OECD inventories fell to their lowest level since 1990. Global oil stocks declined by 143 million barrels in May alone – a drawdown rate of 4.6 million barrels per day. Since the conflict began, inventories have fallen by an average of 3.8 million bpd.
Supply is not coming back overnight
OPEC+ real production collapsed from 42.77 million bpd in February to 33.19 million bpd in April due to export disruptions. Seven OPEC+ nations agreed to increase output by 188,000 bpd in July, but that is a drop in the bucket compared to the 13.6 million bpd shortfall from pre‑war levels. The IEA forecasts global supply will actually decline by 3.9 million bpd in 2026 before any meaningful recovery in 2027.
Demand is weaker but that is already priced in
The IEA cut its 2026 demand forecast by 700,000 bpd, now expecting a 1.1 million bpd year‑over‑year decline.
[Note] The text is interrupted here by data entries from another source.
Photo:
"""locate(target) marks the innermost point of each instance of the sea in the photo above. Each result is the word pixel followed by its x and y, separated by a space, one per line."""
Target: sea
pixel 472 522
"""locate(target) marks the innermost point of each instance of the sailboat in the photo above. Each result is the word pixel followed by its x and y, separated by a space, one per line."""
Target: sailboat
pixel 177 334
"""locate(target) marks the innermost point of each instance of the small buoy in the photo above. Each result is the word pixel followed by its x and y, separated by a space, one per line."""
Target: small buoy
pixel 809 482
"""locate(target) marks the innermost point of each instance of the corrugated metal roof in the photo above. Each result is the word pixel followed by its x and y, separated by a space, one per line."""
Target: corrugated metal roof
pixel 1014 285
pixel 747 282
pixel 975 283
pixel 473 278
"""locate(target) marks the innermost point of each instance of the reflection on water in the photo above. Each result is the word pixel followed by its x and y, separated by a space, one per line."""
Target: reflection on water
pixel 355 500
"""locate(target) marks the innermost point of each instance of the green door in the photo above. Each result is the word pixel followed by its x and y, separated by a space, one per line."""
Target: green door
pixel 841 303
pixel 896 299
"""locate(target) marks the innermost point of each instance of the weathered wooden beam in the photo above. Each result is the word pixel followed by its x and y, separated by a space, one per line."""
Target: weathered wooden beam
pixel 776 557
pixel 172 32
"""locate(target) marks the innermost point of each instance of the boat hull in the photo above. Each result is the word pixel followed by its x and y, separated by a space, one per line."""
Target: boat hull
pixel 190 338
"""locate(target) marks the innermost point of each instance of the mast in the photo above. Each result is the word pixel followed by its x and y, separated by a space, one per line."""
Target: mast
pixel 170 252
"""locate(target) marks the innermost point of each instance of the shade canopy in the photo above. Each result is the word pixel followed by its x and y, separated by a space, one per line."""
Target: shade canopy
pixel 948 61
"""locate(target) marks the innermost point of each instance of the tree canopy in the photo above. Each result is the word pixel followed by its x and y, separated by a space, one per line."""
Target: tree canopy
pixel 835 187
Oil deliveries plunged by 5 million bpd in Q2 as high prices crushed consumption. Refinery runs are forecast to contract by 2 million bpd this year.
The real question is what happens after 60 days
The MoU is temporary. Iran's nuclear program is unresolved. The 60‑day window is when negotiators tackle the "most contentious and unresolved issues". If talks stall, sanctions could snap back. If Iran blocks the strait again, all bets are off. The IEA noted that "a full recovery is expected to take time as shipping lanes must be cleared and regional supply chains normalized".
The market is behaving like uncertainty has disappeared. But inventories are historically tight. Supply growth is limited. And rebuilding confidence after a war takes months not days. The recent selloff is driven more by optimism than by a dramatic improvement in fundamentals. Markets price the headlines first. Reality tends to arrive later.
That gap between the headline and the reality – that is where the real risk sits.
#MyGateTradeStory #USIran14PointMemoLeaked
$XTIUSD $XBRUSD
$NG
This content is for informational purposes only and does not constitute financial advice.